A big debt load can make life miserable for the newly unemployed. The average undergraduate in 2009 left school with $24,000 in IOUs, while a small but growing number of grads take on more than $100,000 in student loans. Federally guaranteed loans usually can be deferred because of unemployment, which means taking a menial job would require students with a lot of debt to start paying them back. (Private loans are much harder to put off, and typically come due six months after graduation, whether or not the borrower has a job.) “If you’re making $18,000 a year, you can’t afford to pay your student loans,” says Rothberg of CollegeRecruiter. “You are financially better off not working in that situation.”

Finding Direction
Job placement experts encourage unemployed grads to consider volunteer work at an organization like AmeriCorps or Teach For America. Volunteers are allowed to defer federally guaranteed loan payments during their service, and can request a break from private lenders. Plus they get experience that can help them land a private-sector job. Students have gotten the message: applications to Teach For America have grown from 18,000 in 2007 to a record 48,000 in 2011. “Everyone knows the job market has been bad, but if that’s the only story [job seekers] tell, employers will not be impressed,” says Katharine S. Brooks, director of Liberal Arts Career Services at the University of Texas at Austin. “Their resume needs to show that they used their time to build new skills, learn new information, and demonstrate a strong work ethic. Volunteer experience is an excellent example of that.”

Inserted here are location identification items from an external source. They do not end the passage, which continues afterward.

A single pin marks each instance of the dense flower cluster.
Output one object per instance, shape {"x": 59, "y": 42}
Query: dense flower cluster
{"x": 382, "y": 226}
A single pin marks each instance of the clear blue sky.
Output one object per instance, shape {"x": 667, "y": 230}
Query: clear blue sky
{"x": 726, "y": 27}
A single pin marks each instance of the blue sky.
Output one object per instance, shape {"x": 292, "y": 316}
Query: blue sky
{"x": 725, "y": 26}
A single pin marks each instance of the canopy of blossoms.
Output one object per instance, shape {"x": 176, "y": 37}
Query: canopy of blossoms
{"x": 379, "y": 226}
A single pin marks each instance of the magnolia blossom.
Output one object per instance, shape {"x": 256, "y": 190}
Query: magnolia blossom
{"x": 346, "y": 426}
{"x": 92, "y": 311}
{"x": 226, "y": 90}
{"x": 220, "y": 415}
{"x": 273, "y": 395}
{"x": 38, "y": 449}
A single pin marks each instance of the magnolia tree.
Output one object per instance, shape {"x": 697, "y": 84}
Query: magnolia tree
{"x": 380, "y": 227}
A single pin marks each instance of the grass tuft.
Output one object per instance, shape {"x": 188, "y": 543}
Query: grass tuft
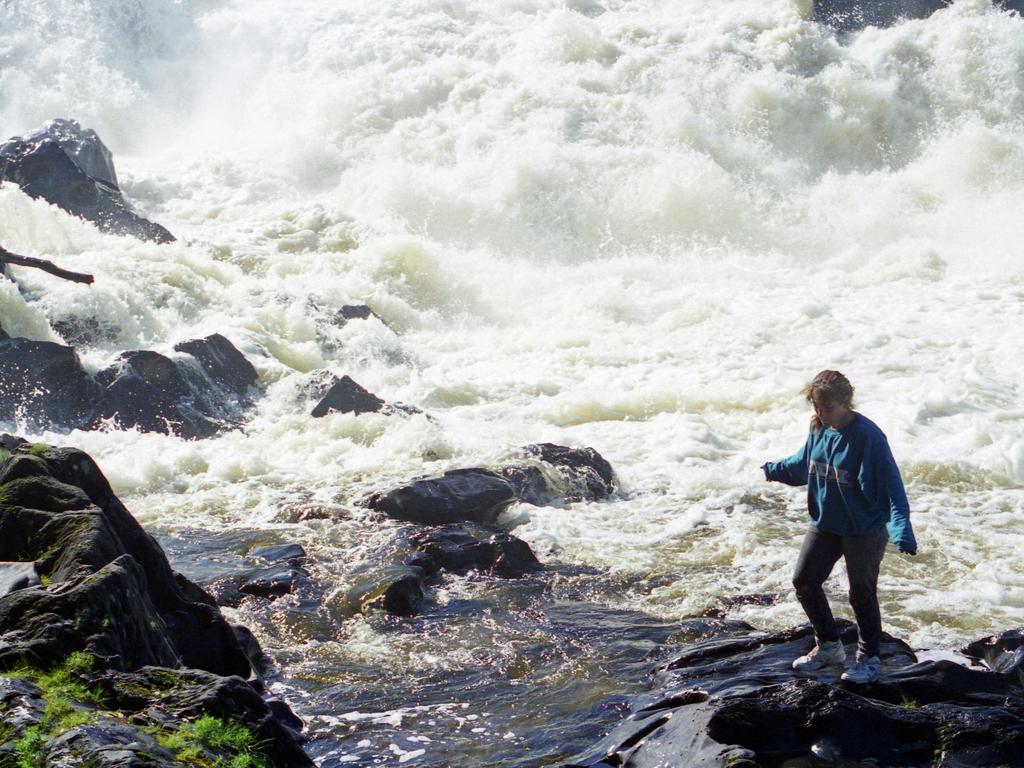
{"x": 190, "y": 741}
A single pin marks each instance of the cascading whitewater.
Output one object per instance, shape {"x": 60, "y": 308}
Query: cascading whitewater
{"x": 634, "y": 225}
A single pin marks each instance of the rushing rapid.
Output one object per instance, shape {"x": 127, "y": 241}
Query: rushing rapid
{"x": 639, "y": 226}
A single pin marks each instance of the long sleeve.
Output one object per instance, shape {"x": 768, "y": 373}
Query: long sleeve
{"x": 888, "y": 479}
{"x": 792, "y": 471}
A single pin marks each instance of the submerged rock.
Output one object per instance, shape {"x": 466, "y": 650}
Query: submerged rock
{"x": 17, "y": 576}
{"x": 355, "y": 311}
{"x": 43, "y": 385}
{"x": 347, "y": 397}
{"x": 851, "y": 15}
{"x": 72, "y": 168}
{"x": 458, "y": 496}
{"x": 477, "y": 495}
{"x": 734, "y": 700}
{"x": 207, "y": 389}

Brooks says she worries that all the “doom and gloom” predictions about the fortunes of recent grads will become a self-fulfilling prophecy. While on-campus recruiting is a great way to get a job, a minority of students find jobs that way, she says. Recent grads may have to search longer and settle for a less-than-perfect position, but plenty of UT grads from 2008 to 1010 now have jobs. The University of Texas used to offer free career services for six months after graduation, it recently extended that benefit to one year. “I think it creates a victim story, which may be quite accurate at the moment,” she says. “But it isn’t necessarily a predictor of the future.”